Of course, Miranda will always experience a sense of loss and sadness after losing her precious daughter, so please don’t think I am implying that meditation takes away the emotional pain in our lives or helps us to escape our feelings or problems. It doesn’t. But it does help us to get in contact with that part of ourselves that is beyond them.
Our lives are a series of changing experiences and external conditions that we deem “good” or “bad.” In order to avoid being at the mercy of this seeming chaos, it is essential that we understand the transient nature of our existence. As the Buddha famously said, “All of life is suffering.”
In other words, all things we hold dear will eventually disappear.
We look for happiness in our loved ones, our jobs, our possessions, our health and well-being, and our material wealth, but the great truth is that each of these things can and will be taken away from us eventually. Nothing is permanent in our world of form.
For this reason many of the great spiritual seekers that walked the Earth searched for what is real, or permanent, in our existence.
They discovered that beyond form, there is an awareness that we all possess that is spacious, calm, and still, and central to our true nature.
When we learn to access and live from this place within us, we are not so easily thrown around by the changing external conditions of our lives. We are able to meet life’s challenges with a sense of grace rather than resistance.
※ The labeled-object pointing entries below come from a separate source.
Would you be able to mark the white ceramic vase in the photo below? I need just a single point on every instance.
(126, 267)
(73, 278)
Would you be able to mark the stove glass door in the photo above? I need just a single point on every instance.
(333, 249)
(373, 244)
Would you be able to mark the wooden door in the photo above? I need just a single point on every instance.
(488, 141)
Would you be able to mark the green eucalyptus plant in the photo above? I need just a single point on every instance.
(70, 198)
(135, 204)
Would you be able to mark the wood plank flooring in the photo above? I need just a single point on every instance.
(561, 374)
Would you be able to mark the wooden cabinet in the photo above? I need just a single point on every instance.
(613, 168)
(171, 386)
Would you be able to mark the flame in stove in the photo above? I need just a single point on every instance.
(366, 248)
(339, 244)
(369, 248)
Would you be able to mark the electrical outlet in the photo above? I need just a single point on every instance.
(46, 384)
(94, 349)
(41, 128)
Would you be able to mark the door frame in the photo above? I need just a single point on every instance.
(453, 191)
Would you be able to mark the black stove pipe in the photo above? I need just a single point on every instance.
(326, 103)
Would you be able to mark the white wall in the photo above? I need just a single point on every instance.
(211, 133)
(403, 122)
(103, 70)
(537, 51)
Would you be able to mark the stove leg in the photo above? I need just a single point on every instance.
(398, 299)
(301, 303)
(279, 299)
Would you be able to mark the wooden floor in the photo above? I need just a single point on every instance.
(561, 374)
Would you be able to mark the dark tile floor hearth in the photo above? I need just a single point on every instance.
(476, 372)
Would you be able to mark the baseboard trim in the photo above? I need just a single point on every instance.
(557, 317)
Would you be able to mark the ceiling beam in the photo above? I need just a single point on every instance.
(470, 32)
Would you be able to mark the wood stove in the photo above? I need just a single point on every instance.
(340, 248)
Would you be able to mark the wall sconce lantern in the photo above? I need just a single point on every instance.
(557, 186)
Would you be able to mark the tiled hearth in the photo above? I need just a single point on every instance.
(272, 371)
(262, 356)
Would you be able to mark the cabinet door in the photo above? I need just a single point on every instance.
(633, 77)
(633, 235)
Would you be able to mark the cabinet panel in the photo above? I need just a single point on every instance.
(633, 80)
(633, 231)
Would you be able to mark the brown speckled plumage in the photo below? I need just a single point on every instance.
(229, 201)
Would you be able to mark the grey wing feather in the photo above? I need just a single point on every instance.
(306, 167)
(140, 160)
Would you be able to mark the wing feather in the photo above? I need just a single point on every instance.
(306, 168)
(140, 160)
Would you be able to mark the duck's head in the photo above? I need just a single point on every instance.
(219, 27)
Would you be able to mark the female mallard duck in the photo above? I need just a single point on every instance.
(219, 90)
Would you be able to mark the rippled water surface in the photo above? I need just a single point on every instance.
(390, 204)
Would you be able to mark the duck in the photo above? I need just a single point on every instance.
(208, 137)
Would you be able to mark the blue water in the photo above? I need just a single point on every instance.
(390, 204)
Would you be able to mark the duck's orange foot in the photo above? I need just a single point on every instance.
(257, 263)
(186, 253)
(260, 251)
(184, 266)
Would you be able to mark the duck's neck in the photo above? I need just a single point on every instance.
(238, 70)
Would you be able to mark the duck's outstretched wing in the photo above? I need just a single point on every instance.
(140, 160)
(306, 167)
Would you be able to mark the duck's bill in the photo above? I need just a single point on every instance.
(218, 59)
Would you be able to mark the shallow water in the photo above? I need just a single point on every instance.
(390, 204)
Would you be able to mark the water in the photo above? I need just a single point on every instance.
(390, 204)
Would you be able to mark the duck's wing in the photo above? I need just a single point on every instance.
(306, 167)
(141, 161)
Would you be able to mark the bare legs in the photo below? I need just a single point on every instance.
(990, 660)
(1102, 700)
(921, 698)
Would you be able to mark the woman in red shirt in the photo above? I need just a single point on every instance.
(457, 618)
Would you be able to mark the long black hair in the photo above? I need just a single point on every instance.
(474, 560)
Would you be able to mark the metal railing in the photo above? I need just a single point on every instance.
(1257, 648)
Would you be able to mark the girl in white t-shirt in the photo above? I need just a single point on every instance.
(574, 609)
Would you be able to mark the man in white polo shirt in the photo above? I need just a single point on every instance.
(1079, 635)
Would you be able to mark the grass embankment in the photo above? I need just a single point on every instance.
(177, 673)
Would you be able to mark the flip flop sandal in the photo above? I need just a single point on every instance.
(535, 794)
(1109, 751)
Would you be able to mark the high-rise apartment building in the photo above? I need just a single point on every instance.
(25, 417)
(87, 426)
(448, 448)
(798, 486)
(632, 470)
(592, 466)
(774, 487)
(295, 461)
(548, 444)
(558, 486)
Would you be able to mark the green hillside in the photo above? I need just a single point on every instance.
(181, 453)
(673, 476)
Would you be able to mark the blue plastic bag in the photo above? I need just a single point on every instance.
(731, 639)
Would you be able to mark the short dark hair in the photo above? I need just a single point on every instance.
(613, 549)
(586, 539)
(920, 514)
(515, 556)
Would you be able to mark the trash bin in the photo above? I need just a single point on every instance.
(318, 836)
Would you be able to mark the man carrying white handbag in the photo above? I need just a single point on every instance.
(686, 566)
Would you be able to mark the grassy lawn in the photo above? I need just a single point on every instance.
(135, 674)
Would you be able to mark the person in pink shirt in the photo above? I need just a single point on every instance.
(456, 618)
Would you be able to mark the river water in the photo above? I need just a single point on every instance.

Miranda’s story and her palpable sense of peace left a lasting impression on me. I too wanted to search for the eternal, ever-present stillness that lies beneath the petty thoughts, feelings, and dramas of my conscious mind.

Thanks to her inspiring dedication, I made meditation a regular part of my life also. While I know that loss and emotional pain is as much a part of my human life as joy and happiness is, I have within me now an anchor at the center of my being that keeps me steady throughout life’s rough waters.